British ice cream manufacturer Antonio Federici has hit the news headlines again with a new print advertising campaign banned because of religious sensitivities. The 2010 campaign for Gelato Italiano shows a heavily pregnant woman dressed as a nun standing in a church holding a tub of ice cream, with the text, “Immaculately Conceived … ICE CREAM IS OUR RELIGION”. In another ad from the campaign two male priests are poised for a kiss with ice cream, with the text, “We believe in salivation”. The campaign follows on from the equally controversial 2009 “Submit to Temptation” series featuring a priest and nun getting intimate with each other while holding Antonio Federici ice cream.
In a statement to the UK’s Advertising Standards Authority, Antonio Federici said the idea of “conception” represented the development of their ice cream. They said their decision to use religious imagery stemmed from their strong feelings towards their product (they cited the text “ICE CREAM IS OUR RELIGION”) and also from their wish to comment on and question, using satire and gentle humour, the relevance and hypocrisy of religion and the attitudes of the church to social issues. They believed the small number of complaints the ASA had received represented a very small proportion of the readership of the publications. They did not believe offence had been so deeply felt as to affect their right, as marketers, to free expression and that offence caused to a small minority should not affect the ability of the wider public to see their ad. They believed that, as a form of art and self-expression, advertising should be challenging and often iconoclastic.

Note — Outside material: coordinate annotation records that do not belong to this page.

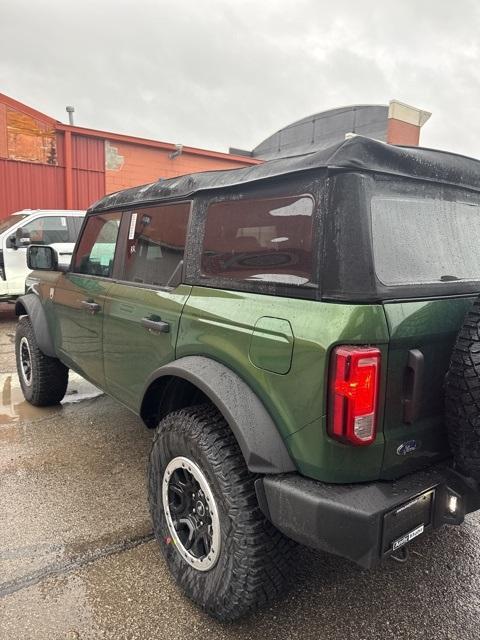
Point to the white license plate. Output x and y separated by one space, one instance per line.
399 542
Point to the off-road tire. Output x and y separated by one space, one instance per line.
49 377
462 396
255 558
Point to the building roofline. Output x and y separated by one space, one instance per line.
148 142
20 106
120 137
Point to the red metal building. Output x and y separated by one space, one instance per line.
45 164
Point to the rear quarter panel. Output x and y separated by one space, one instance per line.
220 324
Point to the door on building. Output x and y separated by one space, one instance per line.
143 309
80 296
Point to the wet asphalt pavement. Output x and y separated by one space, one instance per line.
77 559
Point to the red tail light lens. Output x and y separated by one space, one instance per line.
354 377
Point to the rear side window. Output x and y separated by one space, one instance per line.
156 244
425 241
47 230
264 240
96 248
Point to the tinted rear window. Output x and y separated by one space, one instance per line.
419 241
267 240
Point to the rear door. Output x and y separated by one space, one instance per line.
422 242
143 310
422 335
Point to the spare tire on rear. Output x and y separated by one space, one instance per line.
462 396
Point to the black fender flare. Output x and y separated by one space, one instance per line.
31 306
257 435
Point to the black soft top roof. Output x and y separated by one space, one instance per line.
357 154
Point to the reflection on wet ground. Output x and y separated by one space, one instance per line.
13 405
77 559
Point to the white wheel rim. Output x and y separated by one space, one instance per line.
196 515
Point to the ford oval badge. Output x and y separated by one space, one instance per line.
406 447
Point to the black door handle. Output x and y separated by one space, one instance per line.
158 326
414 385
90 306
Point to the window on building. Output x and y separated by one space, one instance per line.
156 244
96 248
260 240
47 230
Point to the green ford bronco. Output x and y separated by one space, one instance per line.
303 335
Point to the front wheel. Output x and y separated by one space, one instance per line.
43 379
218 545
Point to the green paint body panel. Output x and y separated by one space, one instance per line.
219 324
280 347
132 352
271 345
78 334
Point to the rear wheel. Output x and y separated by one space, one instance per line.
463 396
43 379
218 545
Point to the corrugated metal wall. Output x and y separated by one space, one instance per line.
36 185
88 159
27 185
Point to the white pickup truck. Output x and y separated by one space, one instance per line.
57 228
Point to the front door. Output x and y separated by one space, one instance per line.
143 311
80 297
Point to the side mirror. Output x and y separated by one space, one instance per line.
42 257
22 239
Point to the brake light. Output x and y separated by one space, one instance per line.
354 378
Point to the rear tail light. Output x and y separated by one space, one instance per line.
354 379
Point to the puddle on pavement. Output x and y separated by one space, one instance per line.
13 405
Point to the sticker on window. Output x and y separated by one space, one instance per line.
133 223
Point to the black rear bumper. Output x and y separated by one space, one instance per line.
366 522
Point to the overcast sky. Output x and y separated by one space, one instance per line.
220 73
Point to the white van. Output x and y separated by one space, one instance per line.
33 226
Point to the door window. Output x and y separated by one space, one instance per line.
156 244
96 249
47 230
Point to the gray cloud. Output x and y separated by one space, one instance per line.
214 73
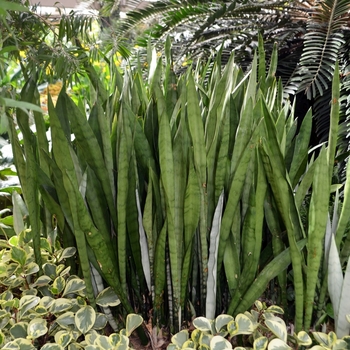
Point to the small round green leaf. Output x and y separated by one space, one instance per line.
60 305
22 344
275 309
26 303
58 285
180 338
91 337
219 343
52 346
31 269
304 339
232 328
100 322
107 298
42 281
202 324
103 342
278 344
19 330
63 338
321 338
245 325
18 255
114 339
67 253
66 320
85 318
260 343
50 270
221 321
278 328
44 244
36 328
73 286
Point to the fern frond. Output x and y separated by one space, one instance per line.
322 44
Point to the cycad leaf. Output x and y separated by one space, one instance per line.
322 44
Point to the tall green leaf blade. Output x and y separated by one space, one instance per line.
276 266
342 324
318 214
212 261
335 278
90 148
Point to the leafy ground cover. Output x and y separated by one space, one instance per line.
185 195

The ASA in its adjudication noted that the CAP Code stated that ads “should contain nothing that is likely to cause serious or widespread offence. Particular care should be taken to avoid causing offence on the grounds of race, religion, sex, sexual orientation or disability. Compliance with the Code will be judged on the context, medium, audience, product and prevailing standards of decency”. The ASA considered the use of a nun pregnant through immaculate conception was likely to be seen as a distortion and mockery of the beliefs of Roman Catholics. The campaign was banned on the basis that using such an image in a light hearted way to advertise ice cream was likely to cause serious offence to readers, particularly those who practised the Roman Catholic faith.